How should I use gdb to debug clangd?

I want to learn about clangd source code. But I don’t use how to use gdb to debug clangd? Should I use gdb to attach clangd thread to debug?

I started working with clangd a while ago, so I can maybe answer that from a newcomer’s perspective: The answer to your question depends on which part of clangd you want to investigate. For me, the easiest way to get started was to run clangd --check on a specific file and set a breakpoint at the functionality that I wanted to understand - in my case inlay hints. This may require that you add a feature to clangd --check that runs the specific feature you want to understand. An alternative would be running the unit tests and again setting breakpoints. I can’t say too much about attaching to running processes, but that may cause issues, because some IDE integrations don’t like it if LSP requrests time out.

Also definitely check out the LLVM pretty-printers for containers and, most importantly, the dump() function that is available on almost all important AST types.

Thank you very much. I have an another question, can I directly use clangd --check to run test file under unittests?

No, the unit tests are a standalone binary, you don’t need to run clangd on them. They are not compiled by default though, IIRC, so you need to run make ClangdTests or ninja ClangdTests (depending on your build system of choice) and then run the binary this creates.
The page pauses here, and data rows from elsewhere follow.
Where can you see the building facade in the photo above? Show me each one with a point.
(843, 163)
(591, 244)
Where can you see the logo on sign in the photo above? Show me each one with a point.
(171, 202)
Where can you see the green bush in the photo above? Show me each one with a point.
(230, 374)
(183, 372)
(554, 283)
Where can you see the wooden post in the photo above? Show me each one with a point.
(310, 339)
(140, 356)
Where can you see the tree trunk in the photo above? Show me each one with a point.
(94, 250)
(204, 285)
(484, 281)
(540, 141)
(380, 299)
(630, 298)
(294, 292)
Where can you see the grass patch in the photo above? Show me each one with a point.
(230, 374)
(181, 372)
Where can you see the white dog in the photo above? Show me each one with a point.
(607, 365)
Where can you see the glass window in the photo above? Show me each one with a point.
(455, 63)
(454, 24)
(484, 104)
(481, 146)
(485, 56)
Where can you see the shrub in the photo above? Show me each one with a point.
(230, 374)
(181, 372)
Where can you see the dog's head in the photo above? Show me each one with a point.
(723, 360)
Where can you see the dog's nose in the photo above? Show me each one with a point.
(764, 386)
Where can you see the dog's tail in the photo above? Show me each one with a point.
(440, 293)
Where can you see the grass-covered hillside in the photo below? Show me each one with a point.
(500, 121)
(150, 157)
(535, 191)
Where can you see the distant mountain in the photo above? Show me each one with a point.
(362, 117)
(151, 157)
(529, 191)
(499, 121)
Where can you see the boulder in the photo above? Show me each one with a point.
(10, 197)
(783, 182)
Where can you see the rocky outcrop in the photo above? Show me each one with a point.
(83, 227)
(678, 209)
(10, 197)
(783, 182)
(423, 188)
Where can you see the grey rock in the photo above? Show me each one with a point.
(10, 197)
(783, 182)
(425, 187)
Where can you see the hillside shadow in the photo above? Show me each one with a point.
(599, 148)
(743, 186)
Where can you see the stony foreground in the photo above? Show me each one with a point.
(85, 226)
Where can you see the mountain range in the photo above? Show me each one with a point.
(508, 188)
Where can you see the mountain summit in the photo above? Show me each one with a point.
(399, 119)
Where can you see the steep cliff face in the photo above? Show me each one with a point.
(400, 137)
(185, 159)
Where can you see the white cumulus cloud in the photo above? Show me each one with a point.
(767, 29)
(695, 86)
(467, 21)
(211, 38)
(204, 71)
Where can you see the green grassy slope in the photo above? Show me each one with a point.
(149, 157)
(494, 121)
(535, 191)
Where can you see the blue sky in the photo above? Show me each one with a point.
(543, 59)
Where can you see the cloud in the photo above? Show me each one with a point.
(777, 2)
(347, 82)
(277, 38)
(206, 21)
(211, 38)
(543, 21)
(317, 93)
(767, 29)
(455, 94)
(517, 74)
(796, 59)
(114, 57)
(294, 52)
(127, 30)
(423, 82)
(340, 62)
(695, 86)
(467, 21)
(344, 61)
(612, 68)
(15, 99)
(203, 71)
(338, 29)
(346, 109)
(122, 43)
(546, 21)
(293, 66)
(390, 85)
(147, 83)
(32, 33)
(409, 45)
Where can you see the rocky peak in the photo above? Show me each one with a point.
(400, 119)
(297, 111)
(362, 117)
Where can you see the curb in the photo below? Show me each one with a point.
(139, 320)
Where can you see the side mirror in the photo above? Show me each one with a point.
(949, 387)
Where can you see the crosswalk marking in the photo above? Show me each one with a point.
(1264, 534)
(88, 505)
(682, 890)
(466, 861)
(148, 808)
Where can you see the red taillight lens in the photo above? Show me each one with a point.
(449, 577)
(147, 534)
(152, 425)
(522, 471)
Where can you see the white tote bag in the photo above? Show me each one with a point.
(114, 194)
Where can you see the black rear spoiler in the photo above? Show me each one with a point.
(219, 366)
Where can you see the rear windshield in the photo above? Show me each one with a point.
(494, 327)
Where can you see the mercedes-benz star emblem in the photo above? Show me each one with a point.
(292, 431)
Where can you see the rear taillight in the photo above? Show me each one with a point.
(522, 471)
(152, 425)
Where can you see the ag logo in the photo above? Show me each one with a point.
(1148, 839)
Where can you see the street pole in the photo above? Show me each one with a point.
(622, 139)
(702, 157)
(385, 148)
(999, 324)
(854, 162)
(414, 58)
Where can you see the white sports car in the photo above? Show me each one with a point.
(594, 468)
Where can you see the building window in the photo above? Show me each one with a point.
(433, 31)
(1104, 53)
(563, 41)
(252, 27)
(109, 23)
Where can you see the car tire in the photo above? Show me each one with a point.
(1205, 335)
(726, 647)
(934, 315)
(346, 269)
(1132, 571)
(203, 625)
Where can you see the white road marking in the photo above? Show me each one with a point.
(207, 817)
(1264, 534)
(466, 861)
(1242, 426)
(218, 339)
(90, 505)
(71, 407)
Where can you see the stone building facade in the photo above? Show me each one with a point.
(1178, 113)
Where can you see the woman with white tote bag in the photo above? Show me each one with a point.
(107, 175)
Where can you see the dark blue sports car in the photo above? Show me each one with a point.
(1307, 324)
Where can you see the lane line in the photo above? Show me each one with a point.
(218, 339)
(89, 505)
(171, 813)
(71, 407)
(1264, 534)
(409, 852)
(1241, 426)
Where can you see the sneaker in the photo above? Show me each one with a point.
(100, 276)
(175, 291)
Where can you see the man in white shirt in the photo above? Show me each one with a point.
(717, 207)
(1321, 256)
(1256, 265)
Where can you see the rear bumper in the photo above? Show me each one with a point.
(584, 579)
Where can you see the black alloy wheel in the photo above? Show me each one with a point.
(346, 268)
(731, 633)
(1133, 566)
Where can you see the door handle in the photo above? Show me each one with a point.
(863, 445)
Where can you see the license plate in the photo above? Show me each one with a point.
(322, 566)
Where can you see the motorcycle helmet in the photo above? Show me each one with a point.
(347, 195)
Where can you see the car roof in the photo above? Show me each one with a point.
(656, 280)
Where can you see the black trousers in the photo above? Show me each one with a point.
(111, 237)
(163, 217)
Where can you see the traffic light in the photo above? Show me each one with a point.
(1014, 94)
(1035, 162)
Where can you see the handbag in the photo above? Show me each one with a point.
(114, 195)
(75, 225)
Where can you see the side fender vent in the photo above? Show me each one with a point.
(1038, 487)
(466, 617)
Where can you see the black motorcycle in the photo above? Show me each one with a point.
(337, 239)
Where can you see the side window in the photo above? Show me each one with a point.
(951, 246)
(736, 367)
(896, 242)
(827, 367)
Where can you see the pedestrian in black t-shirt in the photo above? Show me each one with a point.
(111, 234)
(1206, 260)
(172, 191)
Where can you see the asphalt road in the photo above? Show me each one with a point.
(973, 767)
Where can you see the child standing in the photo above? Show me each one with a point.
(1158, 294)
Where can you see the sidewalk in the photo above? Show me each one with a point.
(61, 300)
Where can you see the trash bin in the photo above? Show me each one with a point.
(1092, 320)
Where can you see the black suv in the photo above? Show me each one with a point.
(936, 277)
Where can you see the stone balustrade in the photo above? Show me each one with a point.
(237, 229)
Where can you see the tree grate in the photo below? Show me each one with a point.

You can filter which tests are run by the --gtest_filter=SomeTestName*with*wildcards

One approach I’ve taken to debug clangd as driven by a client such as vscode is to use the “record and replay” debugger at https://rr-project.org/. Note, this only works on Linux.

To do this, I write a wrapper script clangd-rr which runs rr record clangd, and point my editor to it (e.g. via "clangd.path" in vscode).

Then I run my editor, reproduce the issue, and close my editor.

Finally, I run rr replay, which opens gdb and lets me debug the recording (with the very significant added bonus that I can reverse-continue to a breakpoint or a watchpoint since I’m debugging a recording rather than a live program).